During her initial consultation that occurred during the fallow, off-season period, Susan rearranged certain pieces in the entryway, filled bowls with water and positioned them strategically according to the Bagua map in her head, hung mirrors, placing them in discreet positions, burned pleasing incense and arranged fresh flowers. “Don’t worry; we’re not turning this into an Ashram or bad Chinese restaurant!” Susan would often say as she’d buzz about the shop, flitting her long, shiny auburn hair. Susan’s first visit was about 2-3 hours and then I was left to wait for foot traffic. During these dead, mind-numbing periods, we would oftentimes not have any visitors (save the mailman) for days on-end, or less than a handful of tourists who didn’t understand why a hand-knotted rug from tribal regions in the Middle East cost upwards of $1,000 when they could “Buy a 10 x 10 carpet at Wal-Mart for $300.” “Ah” I thought silently, “yes you can and yes you should because you don’t appreciate the intrinsic value here despite explanations of what you’re seeing and fondling – let me give you directions to Wally World right now.”
Just before I was about to close that dark, quiet winter’s night, the same evening of Susan’s first visit, a gentleman from New York walked into the shop and stayed for a few hours. He was a collector and knew exactly what he wanted – very specific colors and designs from Kurdish tribes – and the shop had exactly what he was looking for – unique, one-of-a-kind pieces from parts of the world not easily accessible to outsiders. His purchases totaled five figures representing one month’s of sales we would expect to generate during the high season. Was this a fluke? Coincidence? Absolutely not. One of the underlying principles of Feng Shui is to have clear intentions behind executing its precepts: I wanted to accomplish increasing foot traffic with the right kind of buyer, creating an atmosphere of well-being for the guests, and imbuing the inventory with “take me home” power, thus increasing sales.

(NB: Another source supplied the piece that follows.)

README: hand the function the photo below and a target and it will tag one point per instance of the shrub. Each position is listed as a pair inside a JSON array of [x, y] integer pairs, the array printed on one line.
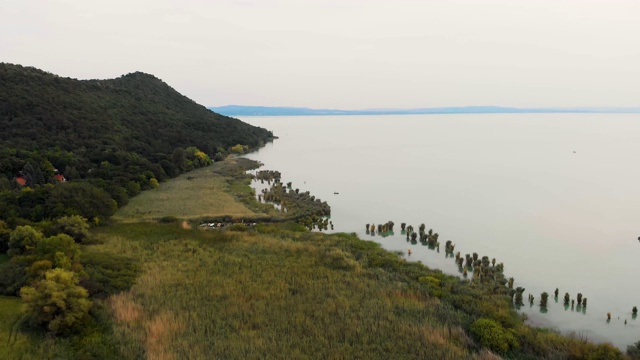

There were several, key pieces that were gorgeous and affordable yet hadn’t sold in years. During Susan’s weekly visits, I’d show her the pieces and she’d do something – I don’t know what, but yes, in a matter of days, they would sell as well. Given the fact that this was a very long time ago, I don’t recall exact metrics or timeframes but I can comfortably state that during my nine months or so at the gallery, we generated the equivalent of one year’s worth of sales in the first three months and the upward trend continued, breaking annual sales records of previous years. Obviously, productive, profitable selling is a craft and apparently, something I’m good at which has been demonstrated by selling many different types of products and services, in a variety of industries, from the tangible to the intangible. Selling is based upon building a trusting, respectful relationship between buyer and seller, solving your customers’ problems and delivering a solution to meet their needs and wants. Feng Shui is about creating and nurturing the environment which allows the selling and buying relationship to take place in an optimal fashion.
*Name has been changed
CK - this is such a wonderful and inspiring story. Thank you very much for your contribution. I have often marveled at the effectiveness of feng shui. As Bob Proctor from the movie The Secret often remarks, you don't have to understand it for it to work. Many people don't understand electricity, but they can still enjoy the benefits of it. I find that is very true for feng shui.